I also mentioned how Labor’s knocking off $180 million in the last budget from the pathology support through Medicare had impacted upon me personally as someone who has had open-heart surgery and has a plastic valve in his heart to keep him alive. Some might hope that, with these pathology cuts, perhaps I will not be here! To keep myself alive I have to keep my blood thin; to keep my blood thin I have to be permanently on warfarin; and to make sure that it is kept at the same level I am supposed every three or four weeks to go and get a pathology test. I have been doing that now for 13 years. It only takes a second to get out the blood and make sure that it is somewhere between 2.5 and 3.5, and that will keep me alive by keeping the blood flowing through my heart. It is essential that it be done—that is, it is essential from my point of view because I want to stay alive.

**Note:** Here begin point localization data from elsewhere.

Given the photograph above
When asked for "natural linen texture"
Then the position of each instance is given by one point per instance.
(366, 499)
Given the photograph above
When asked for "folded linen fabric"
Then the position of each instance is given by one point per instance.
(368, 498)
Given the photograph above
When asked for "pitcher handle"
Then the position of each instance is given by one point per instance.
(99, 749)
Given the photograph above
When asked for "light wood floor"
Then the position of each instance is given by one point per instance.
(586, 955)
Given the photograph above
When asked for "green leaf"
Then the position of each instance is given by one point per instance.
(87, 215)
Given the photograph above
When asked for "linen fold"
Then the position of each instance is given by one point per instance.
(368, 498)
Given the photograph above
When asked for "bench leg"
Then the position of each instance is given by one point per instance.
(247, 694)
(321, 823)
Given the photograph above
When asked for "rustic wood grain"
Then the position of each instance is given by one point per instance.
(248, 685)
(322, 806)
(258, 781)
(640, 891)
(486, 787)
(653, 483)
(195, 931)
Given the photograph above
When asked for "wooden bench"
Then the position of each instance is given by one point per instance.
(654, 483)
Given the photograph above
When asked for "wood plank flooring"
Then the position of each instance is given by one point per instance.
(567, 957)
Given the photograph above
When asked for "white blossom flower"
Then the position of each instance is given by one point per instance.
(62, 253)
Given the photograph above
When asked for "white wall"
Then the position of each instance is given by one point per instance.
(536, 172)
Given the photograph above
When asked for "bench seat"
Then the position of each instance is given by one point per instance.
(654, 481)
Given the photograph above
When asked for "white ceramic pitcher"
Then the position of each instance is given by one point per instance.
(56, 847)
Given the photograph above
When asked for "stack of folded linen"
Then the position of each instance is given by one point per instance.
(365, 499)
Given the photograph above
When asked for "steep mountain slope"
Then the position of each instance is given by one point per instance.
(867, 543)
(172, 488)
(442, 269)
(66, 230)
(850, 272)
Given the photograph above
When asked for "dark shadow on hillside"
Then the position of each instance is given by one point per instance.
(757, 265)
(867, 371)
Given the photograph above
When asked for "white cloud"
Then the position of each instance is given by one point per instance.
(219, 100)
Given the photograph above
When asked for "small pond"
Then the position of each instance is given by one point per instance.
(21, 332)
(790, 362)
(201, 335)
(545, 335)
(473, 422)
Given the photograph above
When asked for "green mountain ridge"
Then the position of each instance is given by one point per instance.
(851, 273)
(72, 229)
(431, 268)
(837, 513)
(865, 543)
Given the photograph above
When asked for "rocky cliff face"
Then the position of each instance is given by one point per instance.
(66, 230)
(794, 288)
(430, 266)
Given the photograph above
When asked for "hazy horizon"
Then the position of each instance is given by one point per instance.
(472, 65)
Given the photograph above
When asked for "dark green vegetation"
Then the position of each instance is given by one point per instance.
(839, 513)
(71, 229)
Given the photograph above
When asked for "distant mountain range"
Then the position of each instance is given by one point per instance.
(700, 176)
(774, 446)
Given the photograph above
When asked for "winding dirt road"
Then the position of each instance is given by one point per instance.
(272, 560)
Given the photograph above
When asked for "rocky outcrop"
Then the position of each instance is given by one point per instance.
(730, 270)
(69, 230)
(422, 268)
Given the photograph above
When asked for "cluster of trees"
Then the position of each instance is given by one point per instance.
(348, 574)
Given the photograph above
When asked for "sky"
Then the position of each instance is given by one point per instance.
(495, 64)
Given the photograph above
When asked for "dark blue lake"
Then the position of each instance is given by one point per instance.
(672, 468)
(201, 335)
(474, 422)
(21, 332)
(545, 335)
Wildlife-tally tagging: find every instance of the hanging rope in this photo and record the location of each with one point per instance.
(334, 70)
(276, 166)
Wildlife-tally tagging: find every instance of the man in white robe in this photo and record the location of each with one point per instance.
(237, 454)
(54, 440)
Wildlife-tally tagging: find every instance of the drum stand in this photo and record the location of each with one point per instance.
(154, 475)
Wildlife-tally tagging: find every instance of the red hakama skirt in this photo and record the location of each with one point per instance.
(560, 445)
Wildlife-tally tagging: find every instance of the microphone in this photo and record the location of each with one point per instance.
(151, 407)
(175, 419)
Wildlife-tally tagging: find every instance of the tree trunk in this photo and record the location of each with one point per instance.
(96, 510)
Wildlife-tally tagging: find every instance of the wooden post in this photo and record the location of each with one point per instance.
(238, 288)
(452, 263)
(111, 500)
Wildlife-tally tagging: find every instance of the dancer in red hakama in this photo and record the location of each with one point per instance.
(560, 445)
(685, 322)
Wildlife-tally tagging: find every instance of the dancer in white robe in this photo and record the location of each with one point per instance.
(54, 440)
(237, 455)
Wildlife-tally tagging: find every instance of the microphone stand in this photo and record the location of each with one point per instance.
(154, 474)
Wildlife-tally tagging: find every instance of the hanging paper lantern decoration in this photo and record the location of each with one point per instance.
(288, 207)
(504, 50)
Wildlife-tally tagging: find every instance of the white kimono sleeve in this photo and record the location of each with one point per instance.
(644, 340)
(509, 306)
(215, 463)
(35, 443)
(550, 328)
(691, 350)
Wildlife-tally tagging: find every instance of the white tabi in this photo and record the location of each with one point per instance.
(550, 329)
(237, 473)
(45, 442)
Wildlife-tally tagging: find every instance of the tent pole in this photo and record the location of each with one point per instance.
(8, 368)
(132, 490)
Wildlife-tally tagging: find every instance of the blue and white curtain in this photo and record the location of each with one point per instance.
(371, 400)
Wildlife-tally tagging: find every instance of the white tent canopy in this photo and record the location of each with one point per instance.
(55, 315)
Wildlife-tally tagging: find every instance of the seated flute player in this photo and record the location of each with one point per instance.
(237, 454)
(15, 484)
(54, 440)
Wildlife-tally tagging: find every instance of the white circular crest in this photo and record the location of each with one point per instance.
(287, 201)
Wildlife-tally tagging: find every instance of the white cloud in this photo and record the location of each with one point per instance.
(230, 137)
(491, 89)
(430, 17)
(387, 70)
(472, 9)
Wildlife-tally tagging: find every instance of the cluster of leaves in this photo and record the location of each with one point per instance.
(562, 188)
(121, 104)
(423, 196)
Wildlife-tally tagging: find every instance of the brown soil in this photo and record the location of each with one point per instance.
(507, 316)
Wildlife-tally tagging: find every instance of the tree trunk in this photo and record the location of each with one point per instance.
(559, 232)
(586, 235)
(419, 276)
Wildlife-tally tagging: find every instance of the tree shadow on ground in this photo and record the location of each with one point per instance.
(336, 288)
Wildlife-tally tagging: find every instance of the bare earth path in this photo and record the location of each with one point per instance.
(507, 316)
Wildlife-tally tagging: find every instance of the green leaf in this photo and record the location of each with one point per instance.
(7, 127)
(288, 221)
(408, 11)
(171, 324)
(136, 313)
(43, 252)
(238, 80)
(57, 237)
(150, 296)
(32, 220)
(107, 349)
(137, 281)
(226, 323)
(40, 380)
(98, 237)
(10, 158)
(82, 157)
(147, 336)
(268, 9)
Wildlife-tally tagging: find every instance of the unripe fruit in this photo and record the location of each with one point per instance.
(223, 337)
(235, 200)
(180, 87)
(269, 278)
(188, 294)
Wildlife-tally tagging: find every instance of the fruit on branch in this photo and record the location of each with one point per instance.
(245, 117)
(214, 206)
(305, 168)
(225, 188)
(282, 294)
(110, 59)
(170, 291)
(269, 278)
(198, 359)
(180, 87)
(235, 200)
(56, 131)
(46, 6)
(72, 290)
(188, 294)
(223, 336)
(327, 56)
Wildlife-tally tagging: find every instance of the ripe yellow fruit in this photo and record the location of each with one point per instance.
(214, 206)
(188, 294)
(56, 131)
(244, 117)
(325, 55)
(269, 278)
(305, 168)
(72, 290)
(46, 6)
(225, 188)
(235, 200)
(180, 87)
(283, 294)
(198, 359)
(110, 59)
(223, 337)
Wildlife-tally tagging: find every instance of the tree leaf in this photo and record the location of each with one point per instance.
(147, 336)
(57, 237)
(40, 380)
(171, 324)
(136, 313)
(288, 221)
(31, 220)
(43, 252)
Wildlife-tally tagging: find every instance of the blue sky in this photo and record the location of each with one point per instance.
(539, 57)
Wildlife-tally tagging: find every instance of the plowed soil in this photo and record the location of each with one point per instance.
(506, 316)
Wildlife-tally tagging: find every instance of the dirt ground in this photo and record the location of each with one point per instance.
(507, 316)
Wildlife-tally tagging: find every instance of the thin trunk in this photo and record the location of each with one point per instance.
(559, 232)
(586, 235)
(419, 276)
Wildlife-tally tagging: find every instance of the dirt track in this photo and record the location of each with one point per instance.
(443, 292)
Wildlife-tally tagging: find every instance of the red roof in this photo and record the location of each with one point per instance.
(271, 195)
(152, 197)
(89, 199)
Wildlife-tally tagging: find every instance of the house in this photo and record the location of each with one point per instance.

Yet I went along to my pathologist the other day and they said, ‘I hate to tell you this, Ian, but this is going to cost you $40.’ I said, ‘It can’t cost me $40; I’ve been doing it for 13 years and it hasn’t cost me a cent.’ They said, ‘Mr Rudd’s knocked so much off this that the pathologists are now not subsidised in the way they used to be, so they are recovering their costs from their patients.’ I tell that story because I am one of those—although we are relatively poorly paid as politicians—who can still afford that. But there are many Australians who simply could not afford the $40. I am not talking about pensioners and people on welfare benefits; I am talking about ordinary Australians in employment. If they have to pay $40 a month just to check to keep themselves alive, it becomes very unfair on those who simply do not have the money to pay for it.
That is the sort of thing that Mr Rudd does. He wants to save $180 million, but he is spending $43 billion. We just wasted $20 million on Senator Conroy’s request for tender in the National Broadband Network. It did not achieve a thing. It was just wasted. Was it $20 million? I think it might even have been more than that.